For instance, in 2011, only 43 of the 174 registered parties had run on their own labels in presidential or parliamentary elections, and 15 had done so just once.  While just 55 had controlled a mayoral-level position, at least 79 had joined the Coalition around the President in the Twenty-First Century, a club that President Wade created to distribute rice and small salaries to party leaders willing to support the ruling Senegalese Democratic Party (PDS), which controlled a legislative supermajority by itself.  Thanks to Wade’s incentives through the Cap 21, “telephone booth parties” abounded, including some with leaders who had left larger opposition parties in which they were unhappy about their pace or extent of advancement.

Second, although Senegal is known for its electoral democracy and numerous vibrant opposition parties, trajectories of consistent opposition throughout the Wade presidency were rare.  Instead, party leaders were often constrained to forging tactical alliances with the president or to accepting more permanent co-optation into the ruling coalition, even when they did not need to join the ruling coalition to form a government or a legislative majority.  Largely dependent on personal resources for party-building on the uneven playing field in Senegal under Wade, party leaders rarely had prior experience as high-level state administrators or international sources of private financing, the two resource endowments that facilitated consistent opposition.  Party leaders with both are best able to resist the opportunities for government collaboration that presidents offer to some politicians in order to fragment the opposition.  Party leaders with high concentrations of one but not both endowments are more likely to forge short-term, bilateral “tactical alliances” with the ruling party, while those with little to none of both resources tend towards longer-term forms of co-optation into the ruling entourage.

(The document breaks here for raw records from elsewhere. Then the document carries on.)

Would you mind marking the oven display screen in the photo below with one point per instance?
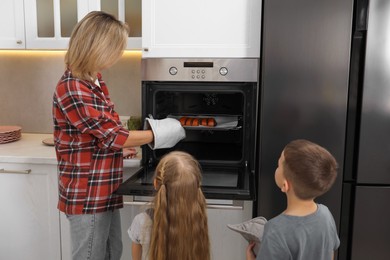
(198, 64)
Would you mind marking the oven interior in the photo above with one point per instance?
(225, 151)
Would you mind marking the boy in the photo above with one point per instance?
(305, 230)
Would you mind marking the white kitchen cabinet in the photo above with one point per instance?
(47, 24)
(12, 24)
(29, 226)
(201, 28)
(225, 243)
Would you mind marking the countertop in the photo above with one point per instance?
(30, 149)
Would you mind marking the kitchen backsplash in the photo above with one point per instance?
(28, 79)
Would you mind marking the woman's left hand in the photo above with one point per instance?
(129, 153)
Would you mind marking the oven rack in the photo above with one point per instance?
(222, 122)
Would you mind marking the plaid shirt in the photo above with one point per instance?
(88, 140)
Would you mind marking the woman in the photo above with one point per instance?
(90, 141)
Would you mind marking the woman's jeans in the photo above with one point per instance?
(96, 236)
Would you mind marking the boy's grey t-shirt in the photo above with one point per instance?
(300, 238)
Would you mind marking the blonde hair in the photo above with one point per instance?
(311, 168)
(180, 230)
(96, 42)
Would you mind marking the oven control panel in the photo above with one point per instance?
(240, 70)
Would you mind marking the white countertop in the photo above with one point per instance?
(30, 149)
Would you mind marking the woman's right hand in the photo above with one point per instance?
(249, 251)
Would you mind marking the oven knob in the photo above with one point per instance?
(173, 70)
(223, 71)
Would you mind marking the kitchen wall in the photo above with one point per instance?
(28, 79)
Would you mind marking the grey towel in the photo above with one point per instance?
(251, 230)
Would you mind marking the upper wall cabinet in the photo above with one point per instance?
(12, 24)
(47, 24)
(201, 28)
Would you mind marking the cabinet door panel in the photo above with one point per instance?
(12, 24)
(29, 224)
(202, 28)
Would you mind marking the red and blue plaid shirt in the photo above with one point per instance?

Third, in this context, ex-regime insiders are often the most threatening challengers to incumbent presidents in Senegal’s elections. [1]  Indeed, former government collaborators, rather than the committed outsiders conventionally thought of as the opposition, are often the ones who defeat sitting heads of state.  Under both Diouf and Wade, politicians who joined the ruling coalition as ministers before challenging them had opportunities to access state resources that (in some cases) helped them outperform outsider candidates.  This was the case for the current president, Macky Sall, who had been a prominent PDS elite until 2008.  He broke away, formed the Alliance for the Republic (APR), and won the presidency just four years later.  Sall’s meteoric rise with the APR is just the latest example that is likely to motivate other politicians to hitch their wagons to new stars of their own making.

African academics, politicians, and pundits have been discussing party proliferation and its potential dangers for over a decade.  Party Proliferation highlights the notice that this pattern has gained in Senegal, Burkina Faso, Cameroon, Gabon, Mali, and the International Organization of La Francophonie.  At least in the Senegalese case, policy reforms aimed at helping citizens trust in parties to facilitate good governance will need to reduce the dizzying array of parties vying for attention inside and outside of elections, yet do so without raising concerns that the ruling party is using the reform process to its own advantage.  Some would argue that the 2018 Sponsorship Law (loi de parrainage) did the former, but not the latter.


Dr. Catherine Lena Kelly is an Assistant Professor of Justice and Rule of Law at the Africa Center for Strategic Studies (@AfricaACSS). 

Opinions, conclusions, and recommendations expressed or implied within are solely those of the author and do not necessarily represent the views of the Africa Center for Strategic Studies, the Department of Defense, or any other agency of the Federal Government.  Parts of this post come from her book, published with Palgrave Macmillan (2019). 


[1] They also would have been in 2019, had the Sall regime not found legal ways to exclude Khalifa Sall and Karim Wade from competing.